La rencontre devait fatalement se produire puisque la plupart des poètes et peintres serbes séjourneront à Paris à un moment ou à un autre au début des années vingt. Le premier numéro de la Révolution surréaliste en décembre 1924 recommande de lire la revue belgradoise Témoignages ; celle-ci, de son côté, rend compte du Manifeste et des publications des surréalistes français.
Au Cyrano en 1925
Le premier à avoir véritablement participé aux réunions parisiennes est Dusan Matic, en 1925, au Café Cyrano dont il a plus tard évoqué l'atmosphère dans André Breton oblique (1976) [1]. Il sera d'ailleurs l'un des signataires du manifeste "La Révolution d'abord et toujours", de même que Monny de Boully, autre Belgradois arrivé depuis peu à Paris. Contrairement à ses amis serbes, Monny de Boully décidera de faire une carrière en langue française : c'est lui qui traduira pour la Révolution surréaliste jusqu'à ce qu'après sa rupture avec Breton on le retrouve dans le groupe du Grand Jeu.

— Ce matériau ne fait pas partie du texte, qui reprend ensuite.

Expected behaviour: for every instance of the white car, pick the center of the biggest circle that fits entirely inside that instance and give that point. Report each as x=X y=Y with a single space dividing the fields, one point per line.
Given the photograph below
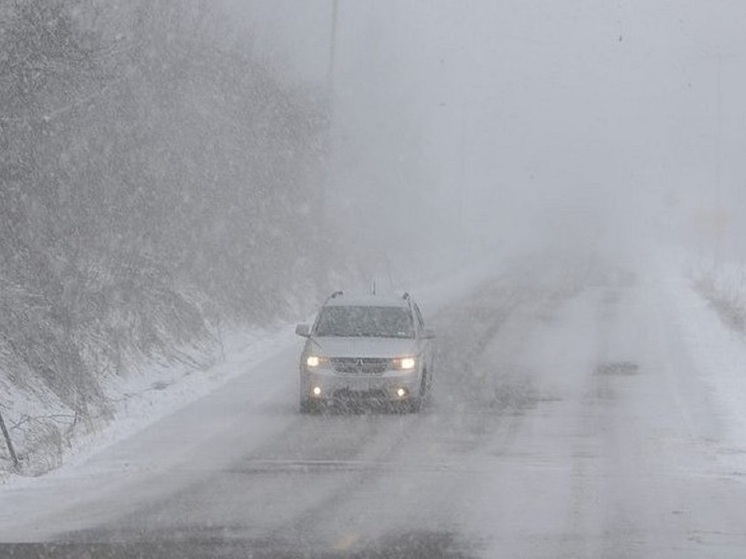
x=366 y=348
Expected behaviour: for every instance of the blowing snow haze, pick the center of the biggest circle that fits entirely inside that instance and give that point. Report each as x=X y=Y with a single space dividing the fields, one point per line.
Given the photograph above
x=558 y=185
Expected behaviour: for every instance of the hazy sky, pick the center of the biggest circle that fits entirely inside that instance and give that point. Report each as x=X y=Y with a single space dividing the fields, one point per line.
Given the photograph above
x=525 y=119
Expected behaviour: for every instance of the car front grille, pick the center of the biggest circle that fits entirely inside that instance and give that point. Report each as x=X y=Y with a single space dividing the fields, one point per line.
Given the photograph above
x=360 y=365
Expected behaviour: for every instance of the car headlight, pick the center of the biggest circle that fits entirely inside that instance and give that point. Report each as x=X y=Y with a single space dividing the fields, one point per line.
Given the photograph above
x=404 y=363
x=316 y=362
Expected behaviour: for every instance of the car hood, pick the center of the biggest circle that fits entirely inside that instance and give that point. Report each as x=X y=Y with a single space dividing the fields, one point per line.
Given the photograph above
x=365 y=347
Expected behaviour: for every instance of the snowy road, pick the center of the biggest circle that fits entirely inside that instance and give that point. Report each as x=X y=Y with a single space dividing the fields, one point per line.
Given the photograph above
x=571 y=418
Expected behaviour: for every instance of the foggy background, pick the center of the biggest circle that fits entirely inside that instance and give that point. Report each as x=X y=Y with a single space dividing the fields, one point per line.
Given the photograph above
x=520 y=123
x=168 y=170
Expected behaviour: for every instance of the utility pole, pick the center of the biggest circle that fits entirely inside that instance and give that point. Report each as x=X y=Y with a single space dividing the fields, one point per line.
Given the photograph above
x=8 y=441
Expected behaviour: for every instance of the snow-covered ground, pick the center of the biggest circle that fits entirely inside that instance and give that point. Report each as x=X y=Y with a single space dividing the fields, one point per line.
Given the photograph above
x=147 y=395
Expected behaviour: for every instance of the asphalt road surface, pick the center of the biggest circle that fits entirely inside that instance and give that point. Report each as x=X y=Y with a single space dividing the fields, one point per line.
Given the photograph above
x=566 y=421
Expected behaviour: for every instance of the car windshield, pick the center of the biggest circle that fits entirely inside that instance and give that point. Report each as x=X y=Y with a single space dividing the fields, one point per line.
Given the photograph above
x=365 y=321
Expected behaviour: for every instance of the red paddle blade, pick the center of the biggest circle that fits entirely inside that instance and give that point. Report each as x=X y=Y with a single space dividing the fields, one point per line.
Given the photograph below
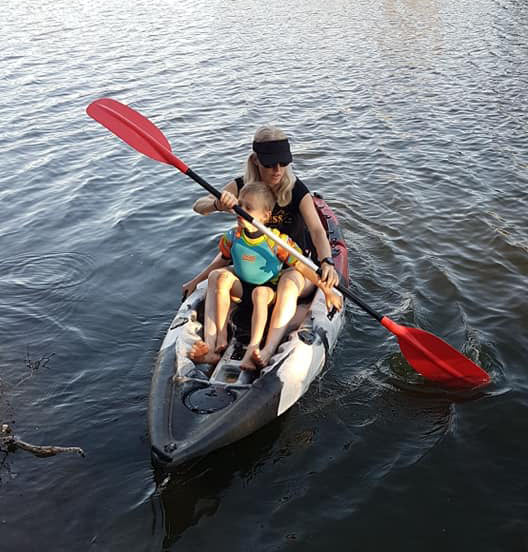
x=435 y=359
x=134 y=129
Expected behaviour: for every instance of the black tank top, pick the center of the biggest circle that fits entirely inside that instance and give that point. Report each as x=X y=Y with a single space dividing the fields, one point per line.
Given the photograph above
x=288 y=219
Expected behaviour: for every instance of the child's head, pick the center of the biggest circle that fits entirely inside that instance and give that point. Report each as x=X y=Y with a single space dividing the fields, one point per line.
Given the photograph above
x=258 y=200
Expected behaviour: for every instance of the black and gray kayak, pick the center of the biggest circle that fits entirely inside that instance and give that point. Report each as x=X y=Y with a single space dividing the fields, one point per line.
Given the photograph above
x=192 y=413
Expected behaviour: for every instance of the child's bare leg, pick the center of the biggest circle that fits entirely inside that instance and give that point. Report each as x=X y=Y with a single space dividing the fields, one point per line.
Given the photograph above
x=291 y=285
x=228 y=285
x=261 y=297
x=204 y=351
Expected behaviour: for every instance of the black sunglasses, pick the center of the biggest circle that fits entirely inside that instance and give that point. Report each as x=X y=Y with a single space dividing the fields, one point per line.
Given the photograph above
x=271 y=165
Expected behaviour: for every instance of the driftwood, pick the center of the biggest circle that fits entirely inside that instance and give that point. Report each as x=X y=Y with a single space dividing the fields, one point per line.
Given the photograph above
x=11 y=442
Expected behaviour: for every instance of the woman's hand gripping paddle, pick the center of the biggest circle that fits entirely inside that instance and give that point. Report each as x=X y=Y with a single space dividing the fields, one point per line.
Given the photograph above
x=427 y=354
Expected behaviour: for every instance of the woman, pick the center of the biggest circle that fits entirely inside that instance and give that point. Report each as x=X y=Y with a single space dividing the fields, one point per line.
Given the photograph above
x=294 y=214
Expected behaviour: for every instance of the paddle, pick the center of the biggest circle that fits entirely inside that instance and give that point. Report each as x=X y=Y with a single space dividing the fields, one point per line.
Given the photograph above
x=427 y=354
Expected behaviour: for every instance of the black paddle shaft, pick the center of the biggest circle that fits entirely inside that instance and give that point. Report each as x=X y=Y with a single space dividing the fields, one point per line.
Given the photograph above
x=239 y=211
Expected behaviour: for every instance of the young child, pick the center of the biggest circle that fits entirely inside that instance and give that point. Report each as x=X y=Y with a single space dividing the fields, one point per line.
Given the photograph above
x=257 y=264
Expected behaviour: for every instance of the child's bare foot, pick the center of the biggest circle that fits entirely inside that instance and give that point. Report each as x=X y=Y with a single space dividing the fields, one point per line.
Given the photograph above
x=247 y=360
x=221 y=344
x=200 y=354
x=259 y=358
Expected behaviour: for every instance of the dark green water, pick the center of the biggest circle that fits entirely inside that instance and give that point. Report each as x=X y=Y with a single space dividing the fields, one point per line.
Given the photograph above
x=411 y=118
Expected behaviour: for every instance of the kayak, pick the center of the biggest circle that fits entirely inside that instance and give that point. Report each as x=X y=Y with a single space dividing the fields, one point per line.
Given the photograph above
x=193 y=412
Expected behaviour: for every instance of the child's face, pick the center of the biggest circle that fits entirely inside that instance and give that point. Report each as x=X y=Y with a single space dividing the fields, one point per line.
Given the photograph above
x=250 y=204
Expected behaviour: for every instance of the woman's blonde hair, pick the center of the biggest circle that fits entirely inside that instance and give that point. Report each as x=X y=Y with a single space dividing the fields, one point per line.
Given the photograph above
x=260 y=190
x=252 y=174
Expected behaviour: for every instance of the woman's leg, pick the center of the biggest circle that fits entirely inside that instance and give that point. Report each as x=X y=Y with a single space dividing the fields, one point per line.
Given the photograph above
x=292 y=285
x=261 y=297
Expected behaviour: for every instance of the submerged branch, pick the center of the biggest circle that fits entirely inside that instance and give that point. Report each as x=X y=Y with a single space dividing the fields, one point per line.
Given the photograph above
x=11 y=442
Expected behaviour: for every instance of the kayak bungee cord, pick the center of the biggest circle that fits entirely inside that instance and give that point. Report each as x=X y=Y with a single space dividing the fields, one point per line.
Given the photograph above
x=429 y=355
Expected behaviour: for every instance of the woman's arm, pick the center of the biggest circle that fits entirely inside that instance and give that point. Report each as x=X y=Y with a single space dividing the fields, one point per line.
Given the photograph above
x=318 y=234
x=217 y=262
x=333 y=299
x=209 y=204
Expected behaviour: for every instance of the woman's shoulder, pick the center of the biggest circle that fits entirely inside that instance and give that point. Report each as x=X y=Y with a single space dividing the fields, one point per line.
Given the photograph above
x=299 y=191
x=239 y=181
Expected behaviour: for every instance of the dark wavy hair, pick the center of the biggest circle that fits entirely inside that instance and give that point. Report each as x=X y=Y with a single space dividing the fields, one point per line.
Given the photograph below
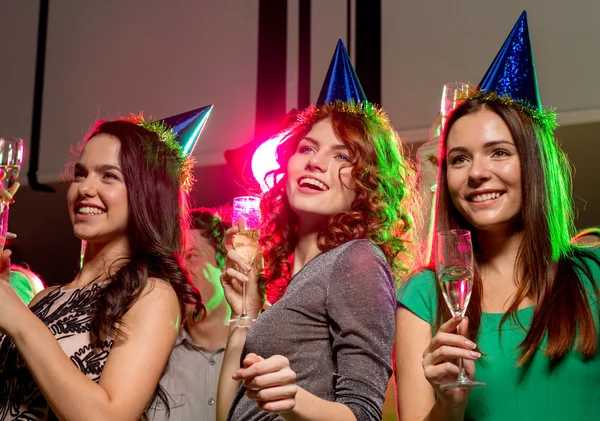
x=384 y=184
x=546 y=259
x=155 y=229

Curieusement, Ristic ne signe pas ; ne se trouvant pas alors à Paris, on n'avait probablement pas pu le consulter. C'est bien pourtant dans le même numéro de la Révolution surréaliste qu'il publie le poème "Se tuer" :
... Plonger plus que la vie dans cette rivière Où brûlent les jours à venir à mourir de rire Scaphandrier noyé sur une civière Exact au rendez‑vous où la mort se mire
En 1925, Milan Dedinac fait paraître l'Oiseau public et Ristic, en 1928, alors qu'il revient de Paris, un essai lyrique intitulé Sans mesure : ce sont les premières oeuvres majeures du surréalisme serbe. En fait, c'est en 1929 que les écrivains et peintres surréalistes serbes, jusqu'alors dispersés, s'organisent en un groupe cohérent ; ils fondent une centrale surréaliste à Belgrade à l'instar de leurs amis français et se définissent à coups de manifestes.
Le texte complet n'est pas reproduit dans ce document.